Discurso durante a 165ª Sessão Deliberativa Ordinária, no Senado Federal

Presta homenagens pelo transcurso do centenário de nascimento do ex-Senador Milton Campos.

Autor
Ronaldo Cunha Lima (PMDB - Movimento Democrático Brasileiro/PB)
Nome completo: Ronaldo José da Cunha Lima
Casa
Senado Federal
Tipo
Discurso
Resumo por assunto
HOMENAGEM.:
  • Presta homenagens pelo transcurso do centenário de nascimento do ex-Senador Milton Campos.
Publicação
Publicação no DSF de 01/12/2000 - Página 23501
Assunto
Outros > HOMENAGEM.
Indexação
  • HOMENAGEM, CENTENARIO, NASCIMENTO, MILTON CAMPOS, EX-DEPUTADO, EX GOVERNADOR, ESTADO DE MINAS GERAIS (MG), EX MINISTRO, EX SENADOR, ELOGIO, VIDA PUBLICA, DEFESA, DEMOCRACIA.

  SENADO FEDERAL SF -

SECRETARIA-GERAL DA MESA

SUBSECRETARIA DE TAQUIGRAFIA 


            O SR. RONALDO CUNHA LIMA (PMDB - PB. Pronuncia o seguinte discurso.) - Sr. Presidente, Srªs e Srs. Senadores, a destinação da Hora do Expediente da sessão de hoje para comemorar o centenário do nascimento de Milton Campos, atendendo requerimento subscrito pelo ilustre Senador de Minas Gerais Francelino Pereira e por diversos outros Srs. Senadores, representa homenagem justíssima que o Senado Federal presta a um homem que, por todos os seus atributos, só pode ser qualificado como excepcional, segundo o unânime depoimento de tantos quantos com ele conviveram, entre os quais muitas personalidades de grande relevo na vida nacional do século que ora expira.

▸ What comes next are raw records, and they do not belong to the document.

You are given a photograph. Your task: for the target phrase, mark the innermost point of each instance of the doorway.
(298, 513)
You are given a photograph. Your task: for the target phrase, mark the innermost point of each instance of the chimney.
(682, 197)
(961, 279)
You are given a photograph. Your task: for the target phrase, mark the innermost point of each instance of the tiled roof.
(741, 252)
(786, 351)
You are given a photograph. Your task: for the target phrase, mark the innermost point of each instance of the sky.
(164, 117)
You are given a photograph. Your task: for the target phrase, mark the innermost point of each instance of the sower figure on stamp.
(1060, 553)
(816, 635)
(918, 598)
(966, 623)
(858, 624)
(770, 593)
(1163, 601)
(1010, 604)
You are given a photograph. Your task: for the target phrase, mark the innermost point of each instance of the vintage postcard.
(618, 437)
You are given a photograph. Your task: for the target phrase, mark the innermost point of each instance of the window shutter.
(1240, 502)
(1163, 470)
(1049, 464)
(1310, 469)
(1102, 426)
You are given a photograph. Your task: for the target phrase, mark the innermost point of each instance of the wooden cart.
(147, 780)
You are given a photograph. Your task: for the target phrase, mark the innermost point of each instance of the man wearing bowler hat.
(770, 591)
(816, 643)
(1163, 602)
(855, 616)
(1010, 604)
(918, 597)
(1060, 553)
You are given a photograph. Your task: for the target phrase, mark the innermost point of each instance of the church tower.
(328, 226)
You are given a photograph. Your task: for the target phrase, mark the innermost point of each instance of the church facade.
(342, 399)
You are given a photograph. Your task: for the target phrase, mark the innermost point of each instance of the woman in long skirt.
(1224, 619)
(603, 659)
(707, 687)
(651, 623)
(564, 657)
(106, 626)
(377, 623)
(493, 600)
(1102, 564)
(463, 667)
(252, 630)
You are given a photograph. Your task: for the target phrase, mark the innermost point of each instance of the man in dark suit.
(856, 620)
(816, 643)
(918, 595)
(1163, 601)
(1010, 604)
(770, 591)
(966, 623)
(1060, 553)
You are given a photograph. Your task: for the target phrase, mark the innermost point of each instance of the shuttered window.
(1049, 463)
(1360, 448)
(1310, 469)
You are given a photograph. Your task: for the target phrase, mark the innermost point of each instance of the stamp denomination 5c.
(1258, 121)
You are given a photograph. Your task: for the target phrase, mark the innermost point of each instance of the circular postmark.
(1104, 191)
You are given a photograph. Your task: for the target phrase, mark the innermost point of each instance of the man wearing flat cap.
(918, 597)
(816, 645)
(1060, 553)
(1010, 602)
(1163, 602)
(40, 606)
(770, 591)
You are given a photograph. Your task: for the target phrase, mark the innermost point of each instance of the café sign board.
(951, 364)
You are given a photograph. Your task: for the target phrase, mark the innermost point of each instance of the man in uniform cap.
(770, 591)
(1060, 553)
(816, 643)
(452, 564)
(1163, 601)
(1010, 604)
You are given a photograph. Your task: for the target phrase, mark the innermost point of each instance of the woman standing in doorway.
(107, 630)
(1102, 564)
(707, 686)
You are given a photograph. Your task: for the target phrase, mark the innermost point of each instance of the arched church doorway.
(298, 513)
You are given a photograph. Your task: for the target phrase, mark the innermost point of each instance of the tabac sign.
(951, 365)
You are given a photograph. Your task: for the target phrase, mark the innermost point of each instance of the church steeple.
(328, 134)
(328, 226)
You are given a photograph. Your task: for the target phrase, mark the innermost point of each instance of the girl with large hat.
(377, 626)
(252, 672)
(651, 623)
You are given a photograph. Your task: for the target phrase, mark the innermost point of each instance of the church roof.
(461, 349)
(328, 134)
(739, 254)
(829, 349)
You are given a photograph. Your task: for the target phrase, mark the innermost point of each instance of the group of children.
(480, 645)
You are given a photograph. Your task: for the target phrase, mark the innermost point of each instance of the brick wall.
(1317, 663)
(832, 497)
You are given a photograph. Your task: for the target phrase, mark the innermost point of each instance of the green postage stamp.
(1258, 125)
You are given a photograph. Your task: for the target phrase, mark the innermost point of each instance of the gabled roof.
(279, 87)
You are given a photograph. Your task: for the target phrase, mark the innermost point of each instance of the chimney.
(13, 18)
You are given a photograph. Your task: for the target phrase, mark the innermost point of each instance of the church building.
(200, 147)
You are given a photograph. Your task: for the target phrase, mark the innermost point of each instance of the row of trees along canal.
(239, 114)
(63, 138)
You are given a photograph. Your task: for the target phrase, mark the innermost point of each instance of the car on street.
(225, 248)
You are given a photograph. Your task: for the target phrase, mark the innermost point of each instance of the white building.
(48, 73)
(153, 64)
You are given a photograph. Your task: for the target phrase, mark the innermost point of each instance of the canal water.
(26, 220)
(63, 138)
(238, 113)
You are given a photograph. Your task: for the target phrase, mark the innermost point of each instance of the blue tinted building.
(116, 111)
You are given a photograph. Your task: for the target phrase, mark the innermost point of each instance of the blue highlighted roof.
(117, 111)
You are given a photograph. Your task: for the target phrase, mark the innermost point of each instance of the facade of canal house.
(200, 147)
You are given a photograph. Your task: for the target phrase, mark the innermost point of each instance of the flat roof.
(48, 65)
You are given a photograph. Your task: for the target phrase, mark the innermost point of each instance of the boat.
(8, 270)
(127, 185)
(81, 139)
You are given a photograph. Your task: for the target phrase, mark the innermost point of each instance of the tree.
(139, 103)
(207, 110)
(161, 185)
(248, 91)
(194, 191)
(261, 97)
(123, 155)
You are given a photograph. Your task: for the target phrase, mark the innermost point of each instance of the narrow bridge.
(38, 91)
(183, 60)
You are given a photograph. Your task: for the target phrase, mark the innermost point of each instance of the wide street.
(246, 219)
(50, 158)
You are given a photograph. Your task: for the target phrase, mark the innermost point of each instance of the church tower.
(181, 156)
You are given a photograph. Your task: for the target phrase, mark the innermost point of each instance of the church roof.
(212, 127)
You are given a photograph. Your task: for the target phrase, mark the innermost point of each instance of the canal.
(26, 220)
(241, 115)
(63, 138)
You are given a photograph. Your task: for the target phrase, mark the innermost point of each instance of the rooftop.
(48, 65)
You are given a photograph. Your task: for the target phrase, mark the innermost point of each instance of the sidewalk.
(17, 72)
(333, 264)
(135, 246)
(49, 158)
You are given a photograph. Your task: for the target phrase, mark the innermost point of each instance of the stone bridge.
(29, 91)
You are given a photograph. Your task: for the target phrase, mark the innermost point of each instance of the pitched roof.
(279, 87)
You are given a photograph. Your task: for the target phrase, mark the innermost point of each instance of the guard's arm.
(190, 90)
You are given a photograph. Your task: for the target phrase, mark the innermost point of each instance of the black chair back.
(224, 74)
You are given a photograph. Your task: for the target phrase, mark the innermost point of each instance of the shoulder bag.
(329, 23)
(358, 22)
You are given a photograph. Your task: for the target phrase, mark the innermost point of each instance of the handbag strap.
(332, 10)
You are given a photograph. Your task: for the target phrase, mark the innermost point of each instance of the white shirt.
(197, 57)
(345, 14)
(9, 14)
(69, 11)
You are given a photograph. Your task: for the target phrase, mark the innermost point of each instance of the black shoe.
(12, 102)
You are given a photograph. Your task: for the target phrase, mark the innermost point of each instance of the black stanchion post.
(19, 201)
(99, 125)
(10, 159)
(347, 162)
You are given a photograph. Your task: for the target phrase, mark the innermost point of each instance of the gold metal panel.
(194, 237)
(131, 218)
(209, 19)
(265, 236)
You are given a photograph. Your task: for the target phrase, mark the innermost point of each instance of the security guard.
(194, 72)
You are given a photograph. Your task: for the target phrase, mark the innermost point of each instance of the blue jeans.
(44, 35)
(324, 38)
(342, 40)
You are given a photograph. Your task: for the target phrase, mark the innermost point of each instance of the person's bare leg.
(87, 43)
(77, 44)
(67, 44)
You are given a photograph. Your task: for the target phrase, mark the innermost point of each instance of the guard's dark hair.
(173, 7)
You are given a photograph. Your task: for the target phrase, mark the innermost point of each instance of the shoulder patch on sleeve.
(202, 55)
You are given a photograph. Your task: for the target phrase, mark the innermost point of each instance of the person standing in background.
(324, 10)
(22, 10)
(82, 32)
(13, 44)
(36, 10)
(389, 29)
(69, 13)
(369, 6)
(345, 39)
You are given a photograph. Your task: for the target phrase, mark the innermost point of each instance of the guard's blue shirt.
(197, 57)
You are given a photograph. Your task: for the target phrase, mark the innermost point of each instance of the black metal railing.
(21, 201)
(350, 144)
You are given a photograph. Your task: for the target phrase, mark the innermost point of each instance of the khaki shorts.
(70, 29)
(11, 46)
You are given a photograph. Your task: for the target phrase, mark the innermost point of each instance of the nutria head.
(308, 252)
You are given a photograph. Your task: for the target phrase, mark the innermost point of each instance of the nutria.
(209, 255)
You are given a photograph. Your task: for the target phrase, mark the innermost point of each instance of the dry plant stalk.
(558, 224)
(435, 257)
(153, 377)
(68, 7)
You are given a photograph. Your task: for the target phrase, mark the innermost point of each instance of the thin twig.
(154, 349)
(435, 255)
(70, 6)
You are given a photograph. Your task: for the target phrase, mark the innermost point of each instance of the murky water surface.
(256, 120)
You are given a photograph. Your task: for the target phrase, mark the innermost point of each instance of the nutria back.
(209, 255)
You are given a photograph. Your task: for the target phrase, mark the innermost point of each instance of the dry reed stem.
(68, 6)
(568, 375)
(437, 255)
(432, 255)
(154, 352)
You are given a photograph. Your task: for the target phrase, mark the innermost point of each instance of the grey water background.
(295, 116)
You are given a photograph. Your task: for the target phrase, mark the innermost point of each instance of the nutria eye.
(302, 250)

            Embora tenha se tornado mais conhecido por sua atividade política, Milton Campos exerceu seus notáveis dotes intelectuais e sua capacidade de realização em múltiplas atividades. Além de político, foi advogado, jornalista, professor, escritor e acadêmico.

            Acima e além de sua capacidade intelectual e da importância dos cargos que exerceu, no entanto, o legado mais marcante deixado por Milton Campos foi a retidão absoluta de seu caráter e suas excelsas qualidades morais.

            No exercício da função pública, por exemplo, cumpria os mandatos políticos que lhe eram atribuídos como quem dá conta, exata e precisa, de um dever. Simplesmente um dever que "não lhe trazia vantagens e nem mesmo prazer ou ufania lhe dava". Foi Deputado Estadual, Deputado Federal Constituinte, Governador do seu Estado e Ministro da Justiça. Em qualquer posição era sempre o mesmo homem. Segundo o depoimento daqueles que lhe foram próximos, nem percebia ou prestava atenção no fato de que era um homem importante, desempenhando altos cargos. Era absolutamente despido de vaidade. O Professor Hélio de Almeida Brum afirma que “tão sem vaidade e com tanta naturalidade se conduzia sempre, que nem parecia assim proceder por modéstia. Sim, pode-se afirmar que ele conseguia nem parecer modesto.”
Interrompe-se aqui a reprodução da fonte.